A number of routers from TP-Link have been found to be vulnerable to a website-based DNS hijacking attack. The vulnerability enables attackers to access the web-based administration page of the routers and also the hijacking of DNS requests to redirect users to phishing and other malicious websites. Full details at Hexus.
The following devices are confirmed to be vulnerable:
TP-Link WR1043ND V1 up to firmware version 3.3.12 build 120405 is vulnerable (version 3.3.13 build 130325 and later is not vulnerable)
TP-Link TL-MR3020: firmware version 3.14.2 Build 120817 Rel.55520n and version 3.15.2 Build 130326 Rel.58517n are vulnerable (but not affected by current exploit in default configuration)
TL-WDR3600: firmware version 3.13.26 Build 130129 Rel.59449n and version 3.13.31 Build 130320 Rel.55761n are vulnerable (but not affected by current exploit in default configuration)

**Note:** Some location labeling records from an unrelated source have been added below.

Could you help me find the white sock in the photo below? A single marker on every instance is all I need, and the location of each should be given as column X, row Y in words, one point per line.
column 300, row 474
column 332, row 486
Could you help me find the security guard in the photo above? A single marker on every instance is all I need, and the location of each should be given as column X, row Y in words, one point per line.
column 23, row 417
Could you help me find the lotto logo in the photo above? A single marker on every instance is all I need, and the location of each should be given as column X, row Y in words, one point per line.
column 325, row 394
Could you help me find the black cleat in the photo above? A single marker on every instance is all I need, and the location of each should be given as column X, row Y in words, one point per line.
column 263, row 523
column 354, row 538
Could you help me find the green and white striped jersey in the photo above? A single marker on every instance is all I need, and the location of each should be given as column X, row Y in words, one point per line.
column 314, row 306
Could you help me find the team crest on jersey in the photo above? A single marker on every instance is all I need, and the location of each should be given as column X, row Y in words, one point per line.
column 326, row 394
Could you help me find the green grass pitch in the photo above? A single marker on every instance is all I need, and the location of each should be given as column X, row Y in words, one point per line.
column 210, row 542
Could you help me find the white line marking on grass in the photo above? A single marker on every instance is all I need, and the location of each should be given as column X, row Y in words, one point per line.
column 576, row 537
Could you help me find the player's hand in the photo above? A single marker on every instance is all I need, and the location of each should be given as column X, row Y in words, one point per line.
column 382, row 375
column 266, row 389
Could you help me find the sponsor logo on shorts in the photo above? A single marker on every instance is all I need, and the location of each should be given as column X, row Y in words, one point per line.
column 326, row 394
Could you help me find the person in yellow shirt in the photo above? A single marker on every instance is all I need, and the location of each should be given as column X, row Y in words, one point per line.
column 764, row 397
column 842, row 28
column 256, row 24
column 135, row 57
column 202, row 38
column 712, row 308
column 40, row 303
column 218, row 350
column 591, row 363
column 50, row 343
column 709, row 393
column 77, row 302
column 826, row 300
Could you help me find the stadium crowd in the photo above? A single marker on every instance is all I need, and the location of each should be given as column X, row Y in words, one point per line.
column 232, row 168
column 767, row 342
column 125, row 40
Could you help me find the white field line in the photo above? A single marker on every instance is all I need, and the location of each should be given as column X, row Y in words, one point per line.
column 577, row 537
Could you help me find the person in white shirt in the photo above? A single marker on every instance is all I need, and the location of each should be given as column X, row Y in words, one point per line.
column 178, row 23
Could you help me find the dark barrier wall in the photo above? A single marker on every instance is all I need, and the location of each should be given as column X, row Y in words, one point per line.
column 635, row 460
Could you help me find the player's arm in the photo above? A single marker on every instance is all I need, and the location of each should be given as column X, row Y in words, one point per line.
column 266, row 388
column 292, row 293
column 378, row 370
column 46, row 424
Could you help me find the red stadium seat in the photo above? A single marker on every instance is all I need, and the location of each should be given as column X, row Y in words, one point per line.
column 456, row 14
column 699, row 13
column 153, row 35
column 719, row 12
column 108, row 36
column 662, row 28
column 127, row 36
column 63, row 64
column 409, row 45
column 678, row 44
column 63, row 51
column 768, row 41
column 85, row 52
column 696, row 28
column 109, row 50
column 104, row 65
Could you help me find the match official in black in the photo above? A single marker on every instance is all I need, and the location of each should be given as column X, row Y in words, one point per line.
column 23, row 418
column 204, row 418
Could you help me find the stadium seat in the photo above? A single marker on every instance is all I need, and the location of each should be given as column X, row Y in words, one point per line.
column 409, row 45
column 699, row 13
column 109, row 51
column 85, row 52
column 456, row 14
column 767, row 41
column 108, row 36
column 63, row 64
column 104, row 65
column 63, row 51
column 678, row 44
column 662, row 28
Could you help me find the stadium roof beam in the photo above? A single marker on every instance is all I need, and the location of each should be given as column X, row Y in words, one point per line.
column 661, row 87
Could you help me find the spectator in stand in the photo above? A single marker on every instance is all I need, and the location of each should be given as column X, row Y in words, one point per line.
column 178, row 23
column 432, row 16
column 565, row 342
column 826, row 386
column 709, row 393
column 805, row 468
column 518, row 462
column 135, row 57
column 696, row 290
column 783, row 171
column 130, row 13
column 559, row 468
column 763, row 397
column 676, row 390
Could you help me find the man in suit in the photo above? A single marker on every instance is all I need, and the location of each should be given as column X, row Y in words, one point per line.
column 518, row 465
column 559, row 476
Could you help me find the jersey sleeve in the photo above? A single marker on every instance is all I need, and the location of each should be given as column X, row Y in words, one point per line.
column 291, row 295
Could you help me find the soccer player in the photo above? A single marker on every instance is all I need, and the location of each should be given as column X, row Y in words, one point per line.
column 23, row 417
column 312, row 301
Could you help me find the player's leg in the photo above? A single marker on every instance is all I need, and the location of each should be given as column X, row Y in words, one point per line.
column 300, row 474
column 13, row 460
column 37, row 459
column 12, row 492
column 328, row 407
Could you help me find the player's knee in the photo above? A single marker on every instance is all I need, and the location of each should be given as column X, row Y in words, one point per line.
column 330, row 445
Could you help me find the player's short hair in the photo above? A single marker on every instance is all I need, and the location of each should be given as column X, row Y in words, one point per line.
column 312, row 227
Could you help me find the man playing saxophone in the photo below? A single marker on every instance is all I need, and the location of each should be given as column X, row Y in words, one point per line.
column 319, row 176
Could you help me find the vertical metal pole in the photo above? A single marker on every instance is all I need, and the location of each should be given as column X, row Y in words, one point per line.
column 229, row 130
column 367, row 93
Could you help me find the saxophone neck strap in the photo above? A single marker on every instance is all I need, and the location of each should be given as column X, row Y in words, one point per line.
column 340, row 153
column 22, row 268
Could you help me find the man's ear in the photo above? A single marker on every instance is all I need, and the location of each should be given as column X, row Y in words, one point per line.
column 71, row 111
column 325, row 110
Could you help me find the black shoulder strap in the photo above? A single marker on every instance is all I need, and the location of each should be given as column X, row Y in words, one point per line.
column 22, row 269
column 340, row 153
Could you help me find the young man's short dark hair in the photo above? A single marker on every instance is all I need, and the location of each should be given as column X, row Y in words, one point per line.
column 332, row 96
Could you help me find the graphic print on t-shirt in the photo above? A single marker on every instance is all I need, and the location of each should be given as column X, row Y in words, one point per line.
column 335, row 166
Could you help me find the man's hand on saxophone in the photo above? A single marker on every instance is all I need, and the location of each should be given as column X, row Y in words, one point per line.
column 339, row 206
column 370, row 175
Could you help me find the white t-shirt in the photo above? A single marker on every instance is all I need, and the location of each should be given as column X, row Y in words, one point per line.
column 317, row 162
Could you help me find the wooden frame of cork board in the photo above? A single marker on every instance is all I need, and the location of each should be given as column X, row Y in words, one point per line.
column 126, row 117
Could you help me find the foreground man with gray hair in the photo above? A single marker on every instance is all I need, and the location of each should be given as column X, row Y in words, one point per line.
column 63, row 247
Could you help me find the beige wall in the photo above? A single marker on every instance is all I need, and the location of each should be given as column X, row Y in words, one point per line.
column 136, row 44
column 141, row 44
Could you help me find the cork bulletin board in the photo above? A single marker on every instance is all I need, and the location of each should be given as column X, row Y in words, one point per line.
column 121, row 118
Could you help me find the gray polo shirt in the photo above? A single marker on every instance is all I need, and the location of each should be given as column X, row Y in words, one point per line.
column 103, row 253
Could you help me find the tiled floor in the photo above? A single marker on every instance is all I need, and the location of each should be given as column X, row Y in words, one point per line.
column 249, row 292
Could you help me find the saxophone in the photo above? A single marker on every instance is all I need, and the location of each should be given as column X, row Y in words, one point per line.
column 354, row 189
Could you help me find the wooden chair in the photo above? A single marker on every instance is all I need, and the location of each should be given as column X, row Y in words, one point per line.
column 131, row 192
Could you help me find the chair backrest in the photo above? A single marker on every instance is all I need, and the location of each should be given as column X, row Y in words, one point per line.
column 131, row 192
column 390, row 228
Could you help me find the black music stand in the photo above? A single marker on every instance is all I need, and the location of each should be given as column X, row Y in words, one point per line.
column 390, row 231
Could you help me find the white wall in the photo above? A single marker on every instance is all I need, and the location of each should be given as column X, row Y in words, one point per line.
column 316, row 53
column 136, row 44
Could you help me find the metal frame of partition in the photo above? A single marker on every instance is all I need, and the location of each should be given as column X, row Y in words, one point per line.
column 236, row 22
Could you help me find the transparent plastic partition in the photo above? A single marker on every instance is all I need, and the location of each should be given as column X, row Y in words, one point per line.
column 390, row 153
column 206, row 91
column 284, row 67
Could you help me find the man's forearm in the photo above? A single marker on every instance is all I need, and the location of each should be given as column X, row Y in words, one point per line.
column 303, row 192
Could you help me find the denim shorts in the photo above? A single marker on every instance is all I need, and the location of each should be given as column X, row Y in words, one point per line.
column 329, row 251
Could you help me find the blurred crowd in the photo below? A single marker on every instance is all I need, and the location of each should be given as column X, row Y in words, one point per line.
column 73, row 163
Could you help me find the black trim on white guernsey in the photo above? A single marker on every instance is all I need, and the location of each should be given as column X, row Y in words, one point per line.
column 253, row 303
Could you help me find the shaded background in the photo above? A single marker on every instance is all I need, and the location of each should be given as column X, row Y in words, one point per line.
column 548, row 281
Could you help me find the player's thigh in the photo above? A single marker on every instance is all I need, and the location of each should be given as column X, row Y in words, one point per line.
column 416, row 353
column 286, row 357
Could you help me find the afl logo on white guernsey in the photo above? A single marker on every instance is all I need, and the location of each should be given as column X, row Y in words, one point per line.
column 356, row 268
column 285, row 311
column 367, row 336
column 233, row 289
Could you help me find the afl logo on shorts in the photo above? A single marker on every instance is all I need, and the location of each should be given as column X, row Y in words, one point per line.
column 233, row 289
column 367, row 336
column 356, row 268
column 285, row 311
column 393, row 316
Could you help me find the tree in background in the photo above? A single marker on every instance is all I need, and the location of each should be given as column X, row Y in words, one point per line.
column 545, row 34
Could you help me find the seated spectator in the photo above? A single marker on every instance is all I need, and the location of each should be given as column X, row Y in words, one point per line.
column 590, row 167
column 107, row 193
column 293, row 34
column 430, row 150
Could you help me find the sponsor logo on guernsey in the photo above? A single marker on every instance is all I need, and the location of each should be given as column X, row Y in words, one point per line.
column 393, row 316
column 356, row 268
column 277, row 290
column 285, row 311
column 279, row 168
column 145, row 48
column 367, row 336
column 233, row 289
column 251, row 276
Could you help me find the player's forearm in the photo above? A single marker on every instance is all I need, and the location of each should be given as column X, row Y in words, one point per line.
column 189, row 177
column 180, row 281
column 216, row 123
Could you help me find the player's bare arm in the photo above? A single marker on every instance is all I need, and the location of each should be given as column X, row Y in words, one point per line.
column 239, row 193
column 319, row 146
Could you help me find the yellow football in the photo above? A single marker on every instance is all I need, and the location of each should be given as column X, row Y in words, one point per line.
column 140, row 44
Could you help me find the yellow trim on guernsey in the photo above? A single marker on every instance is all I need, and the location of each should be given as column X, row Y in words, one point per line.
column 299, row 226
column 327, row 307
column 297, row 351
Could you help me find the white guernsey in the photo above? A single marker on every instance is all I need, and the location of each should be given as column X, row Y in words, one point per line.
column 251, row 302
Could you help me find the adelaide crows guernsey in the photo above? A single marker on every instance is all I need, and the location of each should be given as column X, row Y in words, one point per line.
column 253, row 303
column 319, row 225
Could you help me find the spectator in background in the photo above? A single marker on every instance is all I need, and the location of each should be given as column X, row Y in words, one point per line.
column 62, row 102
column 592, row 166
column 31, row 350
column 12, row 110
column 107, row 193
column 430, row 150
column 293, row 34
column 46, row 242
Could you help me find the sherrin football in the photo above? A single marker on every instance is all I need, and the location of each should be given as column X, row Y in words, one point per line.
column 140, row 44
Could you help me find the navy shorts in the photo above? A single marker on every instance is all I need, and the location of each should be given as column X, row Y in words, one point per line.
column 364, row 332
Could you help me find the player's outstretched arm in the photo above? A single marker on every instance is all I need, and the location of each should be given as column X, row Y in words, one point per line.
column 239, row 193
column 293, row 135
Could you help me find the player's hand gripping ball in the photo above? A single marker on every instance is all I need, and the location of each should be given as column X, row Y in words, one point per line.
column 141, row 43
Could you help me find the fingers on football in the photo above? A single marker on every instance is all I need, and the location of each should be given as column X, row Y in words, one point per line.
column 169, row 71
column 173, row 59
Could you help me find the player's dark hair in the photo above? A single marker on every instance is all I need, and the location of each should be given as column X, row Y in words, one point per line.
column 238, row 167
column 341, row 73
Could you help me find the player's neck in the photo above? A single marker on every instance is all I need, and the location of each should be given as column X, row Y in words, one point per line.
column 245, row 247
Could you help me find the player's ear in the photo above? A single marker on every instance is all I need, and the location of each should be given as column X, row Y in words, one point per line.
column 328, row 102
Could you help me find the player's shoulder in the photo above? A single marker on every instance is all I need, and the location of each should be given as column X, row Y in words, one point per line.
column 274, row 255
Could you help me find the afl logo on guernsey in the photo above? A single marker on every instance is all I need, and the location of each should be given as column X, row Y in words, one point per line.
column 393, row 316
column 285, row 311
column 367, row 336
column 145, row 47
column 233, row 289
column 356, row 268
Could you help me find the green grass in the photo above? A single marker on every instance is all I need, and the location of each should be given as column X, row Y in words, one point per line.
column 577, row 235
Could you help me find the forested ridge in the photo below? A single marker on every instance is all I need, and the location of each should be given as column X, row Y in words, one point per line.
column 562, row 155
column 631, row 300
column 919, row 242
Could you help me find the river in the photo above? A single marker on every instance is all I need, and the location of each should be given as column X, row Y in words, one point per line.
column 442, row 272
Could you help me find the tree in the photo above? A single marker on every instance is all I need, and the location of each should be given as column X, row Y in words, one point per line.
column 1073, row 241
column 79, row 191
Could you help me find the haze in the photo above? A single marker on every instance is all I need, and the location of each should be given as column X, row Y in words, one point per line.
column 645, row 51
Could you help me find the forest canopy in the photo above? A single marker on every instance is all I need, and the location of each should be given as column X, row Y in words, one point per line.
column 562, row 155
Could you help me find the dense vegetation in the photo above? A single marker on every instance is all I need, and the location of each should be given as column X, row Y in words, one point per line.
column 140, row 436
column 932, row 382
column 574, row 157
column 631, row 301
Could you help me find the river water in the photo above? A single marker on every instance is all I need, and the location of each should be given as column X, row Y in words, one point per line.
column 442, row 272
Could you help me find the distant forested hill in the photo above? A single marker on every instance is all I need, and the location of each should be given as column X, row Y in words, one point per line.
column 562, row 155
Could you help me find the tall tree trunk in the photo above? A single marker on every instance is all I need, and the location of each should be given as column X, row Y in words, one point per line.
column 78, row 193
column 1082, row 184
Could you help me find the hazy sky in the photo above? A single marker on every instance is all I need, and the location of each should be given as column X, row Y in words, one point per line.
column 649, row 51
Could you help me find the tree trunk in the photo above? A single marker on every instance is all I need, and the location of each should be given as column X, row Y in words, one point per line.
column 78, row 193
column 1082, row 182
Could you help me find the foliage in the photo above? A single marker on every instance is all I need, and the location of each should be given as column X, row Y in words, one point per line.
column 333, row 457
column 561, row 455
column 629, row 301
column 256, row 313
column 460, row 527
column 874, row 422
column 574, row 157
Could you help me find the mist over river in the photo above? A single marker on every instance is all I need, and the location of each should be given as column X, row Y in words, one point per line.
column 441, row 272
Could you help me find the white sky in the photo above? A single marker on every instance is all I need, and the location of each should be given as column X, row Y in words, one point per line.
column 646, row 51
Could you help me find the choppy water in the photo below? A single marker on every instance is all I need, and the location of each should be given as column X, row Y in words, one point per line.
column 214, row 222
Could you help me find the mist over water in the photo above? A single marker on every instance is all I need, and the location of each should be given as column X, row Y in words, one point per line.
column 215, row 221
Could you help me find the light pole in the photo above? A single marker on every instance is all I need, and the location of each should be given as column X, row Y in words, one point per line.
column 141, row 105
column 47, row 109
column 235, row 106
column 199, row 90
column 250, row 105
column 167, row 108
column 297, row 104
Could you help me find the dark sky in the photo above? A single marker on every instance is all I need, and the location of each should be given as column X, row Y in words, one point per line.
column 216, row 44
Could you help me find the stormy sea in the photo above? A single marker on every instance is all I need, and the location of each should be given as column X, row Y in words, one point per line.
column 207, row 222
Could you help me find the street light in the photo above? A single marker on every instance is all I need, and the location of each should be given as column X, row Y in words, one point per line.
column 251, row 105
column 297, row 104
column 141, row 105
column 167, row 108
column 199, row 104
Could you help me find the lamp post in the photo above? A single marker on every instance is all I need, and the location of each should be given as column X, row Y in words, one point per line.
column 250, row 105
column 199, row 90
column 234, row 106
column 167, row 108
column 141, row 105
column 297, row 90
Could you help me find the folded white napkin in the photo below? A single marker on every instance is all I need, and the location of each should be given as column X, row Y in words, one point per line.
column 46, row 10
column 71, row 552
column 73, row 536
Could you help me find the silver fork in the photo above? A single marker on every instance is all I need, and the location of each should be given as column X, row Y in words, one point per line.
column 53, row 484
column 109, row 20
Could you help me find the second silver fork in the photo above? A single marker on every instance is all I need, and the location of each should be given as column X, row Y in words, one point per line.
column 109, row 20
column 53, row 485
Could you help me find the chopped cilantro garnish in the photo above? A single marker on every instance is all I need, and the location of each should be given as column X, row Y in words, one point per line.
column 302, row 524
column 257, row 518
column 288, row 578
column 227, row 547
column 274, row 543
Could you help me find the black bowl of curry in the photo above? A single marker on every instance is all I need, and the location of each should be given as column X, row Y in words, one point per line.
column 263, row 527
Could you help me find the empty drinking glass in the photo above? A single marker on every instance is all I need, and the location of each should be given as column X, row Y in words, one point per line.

WR710N v1: 3.14.9 Build 130419 Rel.58371n is not vulnerable
Some other untested devices are also likely to be vulnerable
Lell helpfully provides a step-by-step method for people to check to see if their router could be exploited by the newly discovered vulnerability (near the bottom of his article). Meanwhile if you have an affected router it is recommended that you change the default login/password, opt not to save that info in the browser, open a new browser before logging into your router, then restart your browser after finishing your administrative fiddling.